Follicle stimulating hormone (FSH) is the hormone that causes the eggs in the ovary to grow and develop. If the number of eggs in the ovaries are low the brain produces more FSH to try and “push” the ovaries harder.
We can measure FSH early in the menstrual cycle. If it is elevated then it is a sign that the number of eggs in the ovaries is low. Low egg numbers may lead to difficulties trying to get pregnant.
It is important to remember that it is the low egg number that is the problem. The FSH is just a maker telling us that the egg number is low. Patients sometimes ask me if I can correct the FSH level. The answer is yes I can give estrogen which will force down the FSH level. However, while the FSH level will be lower, this will not fix the problem because the number of eggs in the ovaries will still be low. Unfortunately, while we can manipulate the FSH level and make it look like things are better we cannot put more eggs in the ovaries and truly fix the problem.
Anti-Müllerian hormone (AMH) is a hormone that is produced by the small resting follicles in the ovary. Each follicle contains one egg. So the more follicles the more eggs. Therefore we can measure AMH and get an idea of how many eggs are in the ovary.
The higher the AMH level the more eggs in the ovaries the lower the AMH level the lower the number of eggs in the ovaries.
Care must be taken in interpreting AMH levels. AMH is a newer test and as such is not as well understood as FSH. It is a good test and a useful test but like all ovarian reserve tests it is not perfect.
Antral follicle count (AFC) is done by performing a transvaginal ultrasound. During the ultrasound the ovaries are visualized and the number of small resting follicles in the ovaries are counted.

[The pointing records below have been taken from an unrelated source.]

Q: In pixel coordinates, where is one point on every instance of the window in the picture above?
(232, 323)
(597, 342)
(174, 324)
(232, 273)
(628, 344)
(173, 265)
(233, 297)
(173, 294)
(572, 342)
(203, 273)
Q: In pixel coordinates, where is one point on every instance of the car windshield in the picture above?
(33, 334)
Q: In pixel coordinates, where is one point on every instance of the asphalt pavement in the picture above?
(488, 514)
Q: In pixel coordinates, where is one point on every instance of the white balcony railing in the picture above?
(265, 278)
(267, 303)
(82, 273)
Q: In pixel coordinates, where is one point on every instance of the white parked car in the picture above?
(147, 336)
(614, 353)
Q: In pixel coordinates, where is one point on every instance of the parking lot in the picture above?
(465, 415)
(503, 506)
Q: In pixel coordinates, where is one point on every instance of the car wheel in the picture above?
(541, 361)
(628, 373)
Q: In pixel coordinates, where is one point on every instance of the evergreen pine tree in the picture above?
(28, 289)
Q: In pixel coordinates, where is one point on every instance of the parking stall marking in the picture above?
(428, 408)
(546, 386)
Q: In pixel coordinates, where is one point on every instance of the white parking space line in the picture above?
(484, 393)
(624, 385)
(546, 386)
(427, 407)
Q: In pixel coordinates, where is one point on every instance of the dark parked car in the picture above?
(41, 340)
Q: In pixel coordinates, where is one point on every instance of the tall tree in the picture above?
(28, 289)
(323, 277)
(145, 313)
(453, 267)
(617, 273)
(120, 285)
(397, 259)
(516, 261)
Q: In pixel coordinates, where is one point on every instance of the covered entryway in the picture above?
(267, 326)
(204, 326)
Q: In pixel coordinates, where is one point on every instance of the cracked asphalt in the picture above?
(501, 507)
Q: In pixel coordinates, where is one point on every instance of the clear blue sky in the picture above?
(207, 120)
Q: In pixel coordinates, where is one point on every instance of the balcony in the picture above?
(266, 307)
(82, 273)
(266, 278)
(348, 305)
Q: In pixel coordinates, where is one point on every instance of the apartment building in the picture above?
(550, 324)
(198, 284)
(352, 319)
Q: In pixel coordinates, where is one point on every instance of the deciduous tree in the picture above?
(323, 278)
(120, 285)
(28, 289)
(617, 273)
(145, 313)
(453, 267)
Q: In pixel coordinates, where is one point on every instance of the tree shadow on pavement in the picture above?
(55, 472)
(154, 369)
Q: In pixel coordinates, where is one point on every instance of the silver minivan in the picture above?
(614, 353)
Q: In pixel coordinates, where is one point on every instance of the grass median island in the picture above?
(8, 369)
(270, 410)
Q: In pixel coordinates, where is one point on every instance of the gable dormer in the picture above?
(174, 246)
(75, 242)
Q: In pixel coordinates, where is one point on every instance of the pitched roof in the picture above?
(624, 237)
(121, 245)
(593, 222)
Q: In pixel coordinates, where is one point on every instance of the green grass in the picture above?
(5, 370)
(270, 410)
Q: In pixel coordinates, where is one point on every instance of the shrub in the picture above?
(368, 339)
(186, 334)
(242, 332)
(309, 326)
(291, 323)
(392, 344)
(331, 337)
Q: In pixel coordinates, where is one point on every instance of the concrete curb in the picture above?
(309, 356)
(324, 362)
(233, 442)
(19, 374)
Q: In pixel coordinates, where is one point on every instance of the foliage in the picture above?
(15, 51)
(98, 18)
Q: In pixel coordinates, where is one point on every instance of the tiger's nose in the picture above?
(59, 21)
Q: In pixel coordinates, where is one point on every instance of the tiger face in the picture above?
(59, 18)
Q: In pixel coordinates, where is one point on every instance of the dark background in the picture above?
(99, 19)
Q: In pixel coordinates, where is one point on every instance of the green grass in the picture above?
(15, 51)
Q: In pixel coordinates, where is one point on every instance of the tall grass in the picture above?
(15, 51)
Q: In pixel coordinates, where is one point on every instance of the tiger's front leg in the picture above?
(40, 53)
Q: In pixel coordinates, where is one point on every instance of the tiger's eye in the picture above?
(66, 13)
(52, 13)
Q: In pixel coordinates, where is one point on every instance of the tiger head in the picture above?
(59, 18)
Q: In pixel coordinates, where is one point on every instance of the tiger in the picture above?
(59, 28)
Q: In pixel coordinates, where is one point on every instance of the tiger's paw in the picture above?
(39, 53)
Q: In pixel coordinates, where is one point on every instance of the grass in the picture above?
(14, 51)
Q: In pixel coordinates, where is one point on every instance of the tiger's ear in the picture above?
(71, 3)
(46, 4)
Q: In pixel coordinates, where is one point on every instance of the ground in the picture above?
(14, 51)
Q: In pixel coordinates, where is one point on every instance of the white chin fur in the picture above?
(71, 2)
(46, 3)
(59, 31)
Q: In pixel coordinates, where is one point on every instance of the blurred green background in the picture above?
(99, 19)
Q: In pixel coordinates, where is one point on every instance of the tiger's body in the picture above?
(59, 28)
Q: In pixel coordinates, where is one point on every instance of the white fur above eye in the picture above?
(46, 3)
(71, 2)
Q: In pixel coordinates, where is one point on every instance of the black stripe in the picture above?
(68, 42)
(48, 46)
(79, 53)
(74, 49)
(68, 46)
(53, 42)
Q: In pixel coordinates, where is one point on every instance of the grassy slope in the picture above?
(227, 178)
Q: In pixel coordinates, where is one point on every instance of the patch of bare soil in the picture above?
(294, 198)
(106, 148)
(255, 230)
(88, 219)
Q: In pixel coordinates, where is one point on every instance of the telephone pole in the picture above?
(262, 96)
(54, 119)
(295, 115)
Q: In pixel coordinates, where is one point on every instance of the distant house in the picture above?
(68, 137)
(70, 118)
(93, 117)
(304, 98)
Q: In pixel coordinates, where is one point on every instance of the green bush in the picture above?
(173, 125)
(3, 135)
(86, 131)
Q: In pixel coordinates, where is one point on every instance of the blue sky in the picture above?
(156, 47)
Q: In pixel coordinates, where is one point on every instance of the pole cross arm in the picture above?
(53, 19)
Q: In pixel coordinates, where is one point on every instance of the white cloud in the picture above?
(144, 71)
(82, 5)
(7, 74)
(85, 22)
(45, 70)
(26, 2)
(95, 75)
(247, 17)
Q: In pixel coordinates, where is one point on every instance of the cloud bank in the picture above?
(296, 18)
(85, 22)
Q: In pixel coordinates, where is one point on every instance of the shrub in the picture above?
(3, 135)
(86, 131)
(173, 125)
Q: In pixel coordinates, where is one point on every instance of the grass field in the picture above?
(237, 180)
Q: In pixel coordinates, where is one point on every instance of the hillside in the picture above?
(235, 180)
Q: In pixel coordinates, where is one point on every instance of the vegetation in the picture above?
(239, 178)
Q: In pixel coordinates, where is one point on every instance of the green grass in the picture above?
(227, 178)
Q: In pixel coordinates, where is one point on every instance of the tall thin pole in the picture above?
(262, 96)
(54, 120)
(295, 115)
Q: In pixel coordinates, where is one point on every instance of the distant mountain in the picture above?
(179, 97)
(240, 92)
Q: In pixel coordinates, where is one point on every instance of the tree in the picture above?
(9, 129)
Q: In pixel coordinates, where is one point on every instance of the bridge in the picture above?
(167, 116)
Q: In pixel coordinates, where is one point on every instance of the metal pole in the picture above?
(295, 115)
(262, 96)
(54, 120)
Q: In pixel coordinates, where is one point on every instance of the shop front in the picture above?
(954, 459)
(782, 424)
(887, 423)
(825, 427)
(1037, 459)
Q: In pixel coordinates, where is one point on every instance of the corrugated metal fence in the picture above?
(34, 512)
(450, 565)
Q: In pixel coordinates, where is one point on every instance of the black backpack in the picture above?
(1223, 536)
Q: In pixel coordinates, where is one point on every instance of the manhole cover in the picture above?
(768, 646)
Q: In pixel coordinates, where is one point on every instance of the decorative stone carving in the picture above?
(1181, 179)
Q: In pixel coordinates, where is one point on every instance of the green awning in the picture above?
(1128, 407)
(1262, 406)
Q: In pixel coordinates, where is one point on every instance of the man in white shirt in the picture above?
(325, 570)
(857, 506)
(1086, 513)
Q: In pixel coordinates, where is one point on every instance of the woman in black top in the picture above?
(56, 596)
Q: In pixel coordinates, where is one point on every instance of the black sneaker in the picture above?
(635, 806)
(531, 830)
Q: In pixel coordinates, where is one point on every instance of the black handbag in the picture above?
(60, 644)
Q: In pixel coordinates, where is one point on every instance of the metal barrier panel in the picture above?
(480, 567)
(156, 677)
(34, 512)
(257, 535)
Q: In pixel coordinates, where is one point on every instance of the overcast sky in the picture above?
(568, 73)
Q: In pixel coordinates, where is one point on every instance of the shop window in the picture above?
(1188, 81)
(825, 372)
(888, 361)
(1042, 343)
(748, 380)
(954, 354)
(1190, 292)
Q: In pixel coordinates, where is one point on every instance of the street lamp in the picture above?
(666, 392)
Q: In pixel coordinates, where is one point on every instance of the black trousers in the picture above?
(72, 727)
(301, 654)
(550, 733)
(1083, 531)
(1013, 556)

There is a relationship between the number of small resting follicles in the ovaries and the total number of eggs in the ovaries. The higher the AFC the higher the number of eggs in the ovaries and the lower the AFC the lower the number of eggs in the ovaries.
AFC is a quick and easy test that can be done anytime a transvaginal ultrasound is performed. AFC can also be useful in trying to predict how a person will respond to fertility drugs. However, just like the other ovarian reserve tests, its ability to determine who will or will not conceive is poor.